"Sebuah bahasa yang berbeda dengan bahasa kita menandakan sebuah cara pandang yang berbeda terhadap kehidupan" - Federico Fellini
Sebagai salah satu makhluk ciptaan Allah swt. sudah seharusnya kita mensyukuri nikmat yang tiada tara ini. Allah swt menciptakan manusia dengan dibekali akal. Dengan akal tersebut diharapkan manusia dapat menggunakannya untuk berpikir secara baik. Tidak terkecuali ketika kita mendengar apa yang dibicarakan orang lain, pastinya kita akan menyaring pembicaraan tersebut dan mengambil hal-hal positifnya saja. Begitupun ketika kita akan berbicara, sebisa mungkin kita berupaya untuk tidak menyakiti perasaan orang lain dengan perkataan kita.
Berbicara memanglah sesuatu yang tidak semua orang mampu melakukannya dengan mudah. Apabila seseorang tidak terbiasa berbicara di depan umum yang dirasakan adalah tegang ataupun gugup. Lain halnya dengan orang yang sudah terbiasa dan sudah menjadi passion, berbicara di depan umum dirasa enjoy meskipun audience yang dihadapi puluhan atau ribuan orang.
Bahasa merupakan sebuah media dalam berbicara atau berkomunikasi. Secara umum bahasa memiliki arti suatu yang berbentuk ucapan, tulisan, tanda atau simbol yang dapat digabungkan untuk mengkomunikasikan sebuah makna. Orang yang mampu berkomunikasi dalam artian dapat memproduksi bahasa yang baik serta memahami apa yang dikatakan orang lain padanya merupakan sebuah kemampuan yang berkaitan dengan fungsi otak pada manusia.

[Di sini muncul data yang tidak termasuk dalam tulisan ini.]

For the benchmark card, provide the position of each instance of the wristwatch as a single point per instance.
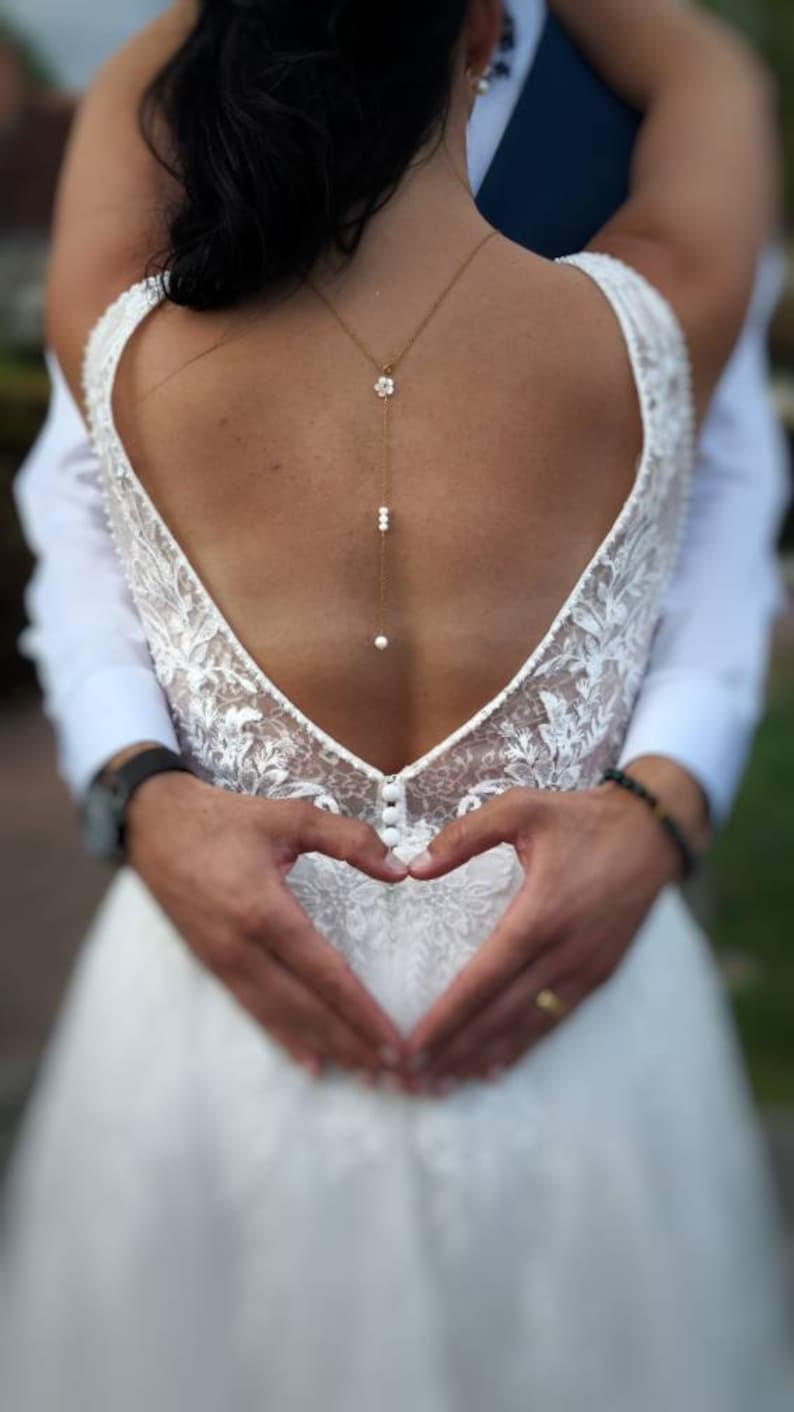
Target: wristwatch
(105, 805)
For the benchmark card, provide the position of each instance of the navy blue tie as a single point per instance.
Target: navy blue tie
(563, 167)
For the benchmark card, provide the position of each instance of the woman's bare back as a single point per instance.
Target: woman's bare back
(514, 442)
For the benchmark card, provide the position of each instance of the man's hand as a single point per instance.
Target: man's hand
(595, 863)
(216, 863)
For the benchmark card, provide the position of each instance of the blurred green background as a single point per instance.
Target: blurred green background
(748, 894)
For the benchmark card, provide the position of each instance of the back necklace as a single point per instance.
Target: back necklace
(386, 390)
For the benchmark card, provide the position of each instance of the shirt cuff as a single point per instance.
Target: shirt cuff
(702, 726)
(115, 709)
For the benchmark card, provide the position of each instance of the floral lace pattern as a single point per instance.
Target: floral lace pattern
(555, 726)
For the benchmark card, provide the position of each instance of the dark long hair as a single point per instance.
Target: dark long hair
(287, 124)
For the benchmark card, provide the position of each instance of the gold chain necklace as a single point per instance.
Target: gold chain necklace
(386, 390)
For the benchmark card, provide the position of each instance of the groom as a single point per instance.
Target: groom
(550, 157)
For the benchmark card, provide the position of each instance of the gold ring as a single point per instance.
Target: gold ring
(550, 1003)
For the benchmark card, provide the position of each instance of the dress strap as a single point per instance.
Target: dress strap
(108, 340)
(657, 349)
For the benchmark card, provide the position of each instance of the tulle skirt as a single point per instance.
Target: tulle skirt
(194, 1224)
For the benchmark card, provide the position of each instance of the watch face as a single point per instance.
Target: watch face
(102, 822)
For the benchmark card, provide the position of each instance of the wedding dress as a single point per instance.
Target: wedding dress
(194, 1224)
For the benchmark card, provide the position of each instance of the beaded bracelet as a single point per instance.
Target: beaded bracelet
(668, 822)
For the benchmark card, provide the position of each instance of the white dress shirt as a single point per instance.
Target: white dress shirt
(704, 689)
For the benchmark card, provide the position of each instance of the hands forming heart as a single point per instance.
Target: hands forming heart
(594, 863)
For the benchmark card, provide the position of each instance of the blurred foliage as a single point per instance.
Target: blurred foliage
(37, 68)
(752, 880)
(770, 26)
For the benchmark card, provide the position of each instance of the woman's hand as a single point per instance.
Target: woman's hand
(216, 863)
(595, 863)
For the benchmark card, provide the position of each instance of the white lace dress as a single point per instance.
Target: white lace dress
(198, 1226)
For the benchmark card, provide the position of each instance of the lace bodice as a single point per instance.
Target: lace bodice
(555, 726)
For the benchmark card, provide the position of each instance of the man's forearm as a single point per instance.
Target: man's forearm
(85, 634)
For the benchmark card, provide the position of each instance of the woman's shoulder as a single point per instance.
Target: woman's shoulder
(113, 195)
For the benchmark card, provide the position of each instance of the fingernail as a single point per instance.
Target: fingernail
(421, 862)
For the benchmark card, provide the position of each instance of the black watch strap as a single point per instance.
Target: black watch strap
(127, 778)
(122, 784)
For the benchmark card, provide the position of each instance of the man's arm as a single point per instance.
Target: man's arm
(704, 692)
(85, 634)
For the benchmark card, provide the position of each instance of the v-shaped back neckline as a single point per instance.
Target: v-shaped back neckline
(143, 300)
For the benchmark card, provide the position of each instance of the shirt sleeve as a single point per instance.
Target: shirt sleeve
(704, 691)
(85, 634)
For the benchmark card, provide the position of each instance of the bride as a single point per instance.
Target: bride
(397, 503)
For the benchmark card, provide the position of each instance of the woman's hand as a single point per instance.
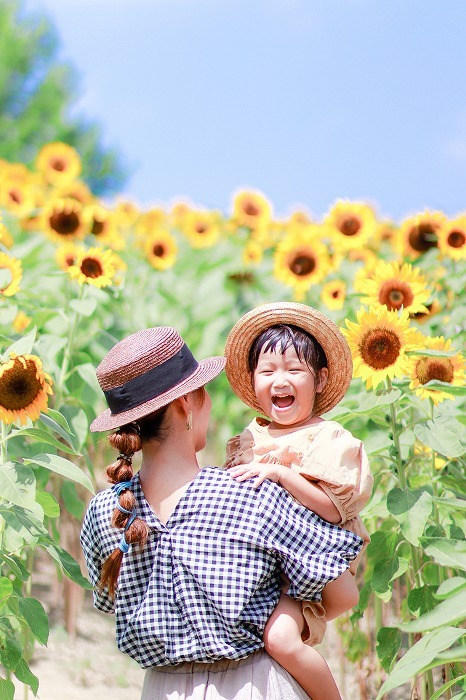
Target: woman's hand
(243, 472)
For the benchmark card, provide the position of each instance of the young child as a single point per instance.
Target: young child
(291, 363)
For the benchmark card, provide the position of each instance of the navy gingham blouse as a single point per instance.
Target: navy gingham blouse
(206, 583)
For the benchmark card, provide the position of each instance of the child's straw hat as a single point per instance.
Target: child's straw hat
(148, 370)
(252, 324)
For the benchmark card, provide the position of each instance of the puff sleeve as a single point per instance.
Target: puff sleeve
(338, 462)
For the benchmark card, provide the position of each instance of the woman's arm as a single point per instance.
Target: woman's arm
(309, 494)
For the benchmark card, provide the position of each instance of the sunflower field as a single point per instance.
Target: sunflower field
(78, 274)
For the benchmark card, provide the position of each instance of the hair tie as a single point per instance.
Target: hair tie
(123, 544)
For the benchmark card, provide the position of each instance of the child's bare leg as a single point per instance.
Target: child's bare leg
(282, 638)
(340, 595)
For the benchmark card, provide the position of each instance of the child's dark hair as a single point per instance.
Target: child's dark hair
(129, 439)
(308, 349)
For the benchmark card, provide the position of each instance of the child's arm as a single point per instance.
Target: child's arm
(309, 494)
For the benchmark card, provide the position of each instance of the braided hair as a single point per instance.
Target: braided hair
(128, 439)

Otak merupakan organ vital yang dimiliki setiap manusia. Dikatakan vital karena dalam otak diperkirakan terdapat lebih dari 80 miliar sel saraf (neuron). Bahkan pada sebuah penelitian terakhir mengatakan bahwa terdapat 86 miliar sel saraf pada otak. Otak memiliki struktur yang secara umum kita ketahui adalah cereberum (otak besar), cerebellum (otak kecil), dan brain stain (batang otak). Cereberum ini terdiri dari dua hemisfer (kanan-kiri) dan empat lobus. Pada hemisfer bagian kiri terdapat area Broca dan area Wernicke, kedua area inilah yang berhubungan dengan kemampuan berbahasa seseorang. Dapat juga diartikan sebagai dasar nerulogis bagi bahasa. Sebenarnya bagaimana perbedaan area Broca dengan area Wernicke ? Simak penjelasan berikut !
1. Area Broca
Pada tahun 1861 seorang bernama Paul Broca merupakan dokter bedah asal Prancis melakukan sebuah analisis ilmiah paling awal terhadap bahasa.Paul Broca melakukan observasi pada seorang pasiennya yang mengalami paralisis di sebelah sisi tubuhnya dan hilangnya kemampuan berbicara yang diakibatkan kerusakan neurologis. Kemudian ia melakukan pembedahan pastmortem (pasca kematian) terhadap pasien tersebut. Ditemukan sebuah cedera di bagian lobus frontalis kiri pada otak pasien. Sehingga penemuan inilah yang dikenal sebagai area Broca. Pada studi-studi selanjutnya mendukung observasi Broca, yakni area frontal kiri terlibat dalam kemampuan berbicara.
2. Area Wernicke
Carl Wernicke adalah seorang dokter ahli anatomi berkebangsaan Jerman yang melakukan studi kasus klinis pada tahun 1875. Wernicke menemukan cedera pada otak pasien di bagian lobus temporalis kiri, hal ini berpengaruh dalam pemrosesan bahasa. Dampak yang diakibatkan dari kerusakan tersebut berbeda dengan dampak kerusakan akibat cedera di area Broca. Kerusakan di area Wernicke mengurangi kemampuan untuk memahami kata-kata lisan dan tulisan, namun masih mampu berbicara dengan normal.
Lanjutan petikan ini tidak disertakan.